Tomas Bruna, Alexandre Lomsadze, Mark Borodovsky
Georgia Institute of Technology, Atlanta, Georgia, USA
Reference: GeneMark-EP and -EP+: automatic eukaryotic gene prediction supported by spliced aligned proteins
This repository contains documentation of experiments, data and results for ProtHint and GeneMark-EP/EP+ projects.
All experiments in this folder were run with GeneMark-ES/EP/ET version 5.57_lic
and ProtHint version
v2.3.0
. To reproduce the experiments, install these versions of the programs into
bin/gmes
and bin/ProtHint
folders.
Versions of DIAMOND and Spaln within ProtHint were 0.9.24
and 2.3.3d
, respectively.
To run the entire GeneMark-EP+ pipeline with a single command, use:
cd full_run_example
../bin/gmes/gmes_petap.pl --seq ../Drosophila_melanogaster/data/genome.fasta.masked \
--EP --dbep ../Drosophila_melanogaster/data/family_excluded.fa --verbose --cores=16
Follow the instructions in Drosophila_melanogaster/data
folder to prepare genome and protein data.
If the matching version of GeneMark-EP+ was used, the result should match the result
stored in full_run_example/expected_genemark.gtf
. You can verify the match with:
./bin/compare_intervals_exact.pl --f1 full_run_example/expected_genemark.gtf --f2 \
full_run_example/genemark.gtf --verbose
The percentage of unique CDS in either of the results should be < 0.05%. Minor fluctuations are possible, depending on the hardware.
The example uses D. melanogaster with proteins from species outside of the same taxonomical family.

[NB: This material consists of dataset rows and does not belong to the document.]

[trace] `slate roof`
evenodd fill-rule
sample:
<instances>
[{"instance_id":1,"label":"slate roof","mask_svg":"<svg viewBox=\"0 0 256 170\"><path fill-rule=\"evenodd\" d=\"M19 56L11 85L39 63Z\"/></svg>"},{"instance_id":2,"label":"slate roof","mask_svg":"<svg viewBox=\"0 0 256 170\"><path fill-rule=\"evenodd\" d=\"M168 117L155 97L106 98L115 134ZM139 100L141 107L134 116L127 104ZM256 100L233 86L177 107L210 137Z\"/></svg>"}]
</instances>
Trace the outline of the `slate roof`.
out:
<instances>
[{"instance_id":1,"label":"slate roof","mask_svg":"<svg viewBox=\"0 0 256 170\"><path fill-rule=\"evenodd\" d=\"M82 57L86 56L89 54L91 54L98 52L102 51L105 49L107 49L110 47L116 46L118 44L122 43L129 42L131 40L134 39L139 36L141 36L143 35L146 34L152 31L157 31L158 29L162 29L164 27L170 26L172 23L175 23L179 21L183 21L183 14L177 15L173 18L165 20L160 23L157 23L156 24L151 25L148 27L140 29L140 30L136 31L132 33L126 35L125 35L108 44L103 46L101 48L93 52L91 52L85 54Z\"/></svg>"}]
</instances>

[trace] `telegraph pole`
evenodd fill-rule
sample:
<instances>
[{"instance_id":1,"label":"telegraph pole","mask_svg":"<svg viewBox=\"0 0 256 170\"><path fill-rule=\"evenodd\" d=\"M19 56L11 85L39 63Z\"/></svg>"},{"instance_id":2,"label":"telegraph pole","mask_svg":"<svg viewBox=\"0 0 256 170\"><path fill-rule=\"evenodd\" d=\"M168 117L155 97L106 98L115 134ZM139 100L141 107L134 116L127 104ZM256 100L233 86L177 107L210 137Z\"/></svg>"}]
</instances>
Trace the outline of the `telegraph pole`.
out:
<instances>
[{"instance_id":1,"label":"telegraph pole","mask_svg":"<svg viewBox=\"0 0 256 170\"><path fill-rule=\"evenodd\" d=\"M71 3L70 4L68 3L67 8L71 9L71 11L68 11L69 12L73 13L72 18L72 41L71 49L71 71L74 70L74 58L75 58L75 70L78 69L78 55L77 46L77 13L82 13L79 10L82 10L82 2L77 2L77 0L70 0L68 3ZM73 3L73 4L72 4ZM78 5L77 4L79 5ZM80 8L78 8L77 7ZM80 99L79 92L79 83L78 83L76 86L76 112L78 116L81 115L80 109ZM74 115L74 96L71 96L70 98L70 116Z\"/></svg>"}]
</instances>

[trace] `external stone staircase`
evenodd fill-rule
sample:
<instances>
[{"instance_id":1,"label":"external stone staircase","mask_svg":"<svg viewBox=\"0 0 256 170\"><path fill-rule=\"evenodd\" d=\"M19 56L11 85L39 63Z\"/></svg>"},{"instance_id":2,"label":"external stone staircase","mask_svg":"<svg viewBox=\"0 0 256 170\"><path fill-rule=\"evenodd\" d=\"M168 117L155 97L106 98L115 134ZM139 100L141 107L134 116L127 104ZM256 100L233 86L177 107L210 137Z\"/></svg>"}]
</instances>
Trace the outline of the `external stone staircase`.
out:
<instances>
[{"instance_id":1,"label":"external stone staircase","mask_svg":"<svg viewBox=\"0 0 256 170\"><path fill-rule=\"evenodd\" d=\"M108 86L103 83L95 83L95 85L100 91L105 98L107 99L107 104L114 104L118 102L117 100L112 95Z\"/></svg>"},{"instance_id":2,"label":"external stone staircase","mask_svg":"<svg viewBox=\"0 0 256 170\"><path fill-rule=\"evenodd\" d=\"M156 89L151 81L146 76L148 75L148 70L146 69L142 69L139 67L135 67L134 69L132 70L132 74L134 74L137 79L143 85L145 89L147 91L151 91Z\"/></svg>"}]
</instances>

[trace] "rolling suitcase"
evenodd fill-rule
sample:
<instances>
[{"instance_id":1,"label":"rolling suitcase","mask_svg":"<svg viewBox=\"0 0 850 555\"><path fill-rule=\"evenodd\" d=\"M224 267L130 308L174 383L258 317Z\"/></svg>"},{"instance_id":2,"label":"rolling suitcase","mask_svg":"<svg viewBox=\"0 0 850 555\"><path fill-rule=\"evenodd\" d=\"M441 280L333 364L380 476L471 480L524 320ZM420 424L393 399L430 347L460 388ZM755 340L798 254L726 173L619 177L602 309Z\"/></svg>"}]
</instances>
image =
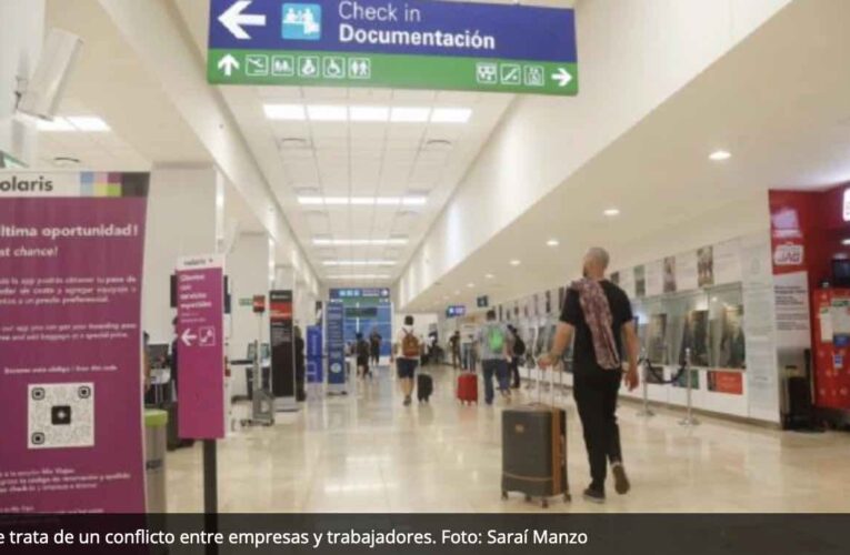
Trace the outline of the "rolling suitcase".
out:
<instances>
[{"instance_id":1,"label":"rolling suitcase","mask_svg":"<svg viewBox=\"0 0 850 555\"><path fill-rule=\"evenodd\" d=\"M478 374L461 372L458 376L458 400L462 403L478 403Z\"/></svg>"},{"instance_id":2,"label":"rolling suitcase","mask_svg":"<svg viewBox=\"0 0 850 555\"><path fill-rule=\"evenodd\" d=\"M541 371L542 372L542 371ZM551 371L554 381L554 370ZM538 387L538 392L542 387ZM552 403L506 408L502 412L502 498L509 492L526 494L526 501L563 495L571 501L567 480L567 412ZM538 400L539 400L538 393Z\"/></svg>"},{"instance_id":3,"label":"rolling suitcase","mask_svg":"<svg viewBox=\"0 0 850 555\"><path fill-rule=\"evenodd\" d=\"M420 373L417 376L417 398L420 403L423 401L428 403L432 393L433 377L431 377L431 374Z\"/></svg>"}]
</instances>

In the rest of the experiments, GeneMark-ES, ProtHint, and GeneMark-EP+ are run separately
to evaluate different aspects of the programs. However, all results in
species/{}_excluded/EP/plus
can be reproduced with the same single command which was
used to generate the result in full_run_example
folder.
The core folder structure for all tested species looks as follows:
.
├── bin # Scripts for result generation and analysis
├── OrthoDB # Info about OrthoDB species/proteins
├── domains # Scripts and data for conserved domain analysis
├── full_run_example # Example of a full GeneMark-EP+ run
├── species_1 # A test species
│ ├── annot # Annotation folder
│ │ ├── annot.gtf # Processed annotation
│ │ ├── pseudo.gff3 # Coordinates of pseudogenic regions
│ ├── data # Folder with softmasked genome and input proteins
│ │ ├── genome.fasta.masked # Softmasked genome
│ │ ├── {}_excluded.fa # Input proteins with {} taxonomical level excluded
│ ├── bin # Scripts specific for this species
│ ├── ES # GeneMark-ES run
│ ├── ET # GeneMark-ET run
│ ├── varus # VARUS run
│ ├── {}_excluded # Results at a certain protein exclusion level {}
│ │ ├── prothint.gff # All reported ProtHint hints
│ │ ├── evidence.gff # High-Confidence ProtHint hints
│ │ ├── cmd.log # Command used to run this ProtHint run
│ │ ├── graphs # Visualizations relevant to this ProtHint run
│ │ ├── EP # Results of GeneMark-EP/EP+
│ │ │ ├── train # GeneMark-EP run
│ │ │ ├── plus # GeneMark-EP+ run
│ ├── extra_runs # Folder with additional ProtHint/EP runs (if any)
│ ├── accuracy_tables # Tables with experiment results
│ ├── EP+_results_visualization # Figures visualizing EP+ results
│ ├── README.md # Readme with species specific information
├── species_2 # Another test species
├── ...
├── species_n # Another test species
└
Specific ProtHint/GeneMark-EP folders may contain extra folders with additional experiments. In such cases, the experiments are documented within the species README file.